Aug 28 2010
Phone Calls from Oceanspace
For those of us bludgeoned by the tyranny of an average week, running breakneck away from the hellhounds of time as they gnash their gnashing teeth at our heels, for those of us jumping, as if our panties were on fire, from email to twitter to face-book to television- perhaps too distracted to even notice flaming panties, there’s nothing quite like an H.F. radio phone patch to momentarily simplify a day.
Especially when the signal’s not all that good.
You shove the phone hard against one ear, plug up the free ear and squint. I don’t know what the squinting does for this process- it just seems to come with the game of dragging a voice out of the static.
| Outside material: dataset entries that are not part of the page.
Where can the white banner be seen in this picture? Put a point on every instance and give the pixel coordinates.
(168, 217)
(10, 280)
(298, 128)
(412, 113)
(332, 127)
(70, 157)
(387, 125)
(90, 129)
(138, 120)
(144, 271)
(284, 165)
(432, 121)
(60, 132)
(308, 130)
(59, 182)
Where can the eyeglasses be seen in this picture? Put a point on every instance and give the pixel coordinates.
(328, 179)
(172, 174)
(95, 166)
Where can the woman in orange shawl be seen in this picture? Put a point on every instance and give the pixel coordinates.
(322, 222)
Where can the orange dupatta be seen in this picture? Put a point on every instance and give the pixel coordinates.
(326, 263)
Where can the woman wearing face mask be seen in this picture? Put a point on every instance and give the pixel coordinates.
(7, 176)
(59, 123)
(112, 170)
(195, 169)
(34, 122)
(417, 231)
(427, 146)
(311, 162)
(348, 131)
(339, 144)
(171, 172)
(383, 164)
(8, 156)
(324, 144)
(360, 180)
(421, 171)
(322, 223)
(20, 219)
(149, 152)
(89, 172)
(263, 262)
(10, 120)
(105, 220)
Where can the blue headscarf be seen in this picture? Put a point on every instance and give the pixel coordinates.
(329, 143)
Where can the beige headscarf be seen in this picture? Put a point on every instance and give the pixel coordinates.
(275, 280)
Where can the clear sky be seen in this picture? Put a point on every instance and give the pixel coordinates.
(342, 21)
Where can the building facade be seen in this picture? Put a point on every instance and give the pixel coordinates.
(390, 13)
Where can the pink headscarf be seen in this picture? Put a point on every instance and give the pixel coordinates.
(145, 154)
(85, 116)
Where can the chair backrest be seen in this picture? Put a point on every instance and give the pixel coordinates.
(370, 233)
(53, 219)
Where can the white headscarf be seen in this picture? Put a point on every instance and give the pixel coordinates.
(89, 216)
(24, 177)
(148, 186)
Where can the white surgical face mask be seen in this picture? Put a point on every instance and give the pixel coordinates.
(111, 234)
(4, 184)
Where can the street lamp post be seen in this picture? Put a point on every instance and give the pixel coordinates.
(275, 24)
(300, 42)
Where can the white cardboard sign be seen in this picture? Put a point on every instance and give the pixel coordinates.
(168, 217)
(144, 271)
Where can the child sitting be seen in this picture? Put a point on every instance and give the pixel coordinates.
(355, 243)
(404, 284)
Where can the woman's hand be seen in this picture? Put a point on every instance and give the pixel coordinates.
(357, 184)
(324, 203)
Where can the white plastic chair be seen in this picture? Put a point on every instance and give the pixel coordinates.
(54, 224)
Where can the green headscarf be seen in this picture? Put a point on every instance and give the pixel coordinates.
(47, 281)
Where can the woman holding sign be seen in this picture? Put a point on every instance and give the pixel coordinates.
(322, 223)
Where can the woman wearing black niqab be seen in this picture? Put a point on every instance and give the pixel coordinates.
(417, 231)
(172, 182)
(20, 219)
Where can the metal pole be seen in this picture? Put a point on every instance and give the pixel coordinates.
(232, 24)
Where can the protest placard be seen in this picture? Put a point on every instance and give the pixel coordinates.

This is no regular, let’s catch up on our personal gossip, phone call. You don’t get to interrupt or talk over each other, no overspeak just because what you have to say is so damn important you can’t possibly wait, allowed. It’s this strange thing of listening and responding appropriately, listening and responding appropriately- an activity becoming as mysterious and hard to find as a Brooder’s Whale.
And it is a conversation complete with it’s own vocalized punctuation.
OVER.
The Captain’s voice through the scratch and crack of a radio. Thirteen hundred miles away- from a hole of oceanspace- it stops the day. It gives me a five minute conversation boiled beautifully down to essential thoughts. I love you. I miss you. I respect you. Is there anything I can do for you? OVER.
The Kaisei has regained her satellite communication and a blog has appeared on her website. They watch for debris, they gather, they hope to date their findings- give a historical timeline to the waste, they name the crew. Technology has come back aboard and opened a viewing window into their days.
It’s good. Good for the cause, good for the voyage and, yet, it’s not quite like grimacing your way through the radio noise to find that one familiar, that one essential voice. Not quite like the temporary cessation of all things rushed, harried, gnashed at by those damn time hell-hounds. A temporary cessation of what is our basic cultural norm- moving through distractions barely noticing that our ass is on fire.
I own an odd sense of gratitude to the Kaisei voyage. They pushed me into facing the little plague of plastic threatening so much of our planet. I’m grateful for that. I’m obliged to them for that. And then they gave me the chance to have the radio phone patch- the lovely, noisy, simple moments to wear a day down to its essence.
I love you. I respect you. I miss you. Is there anything I can do for you? OVER.
Thanks again to the Pacific Seafarer’s Net.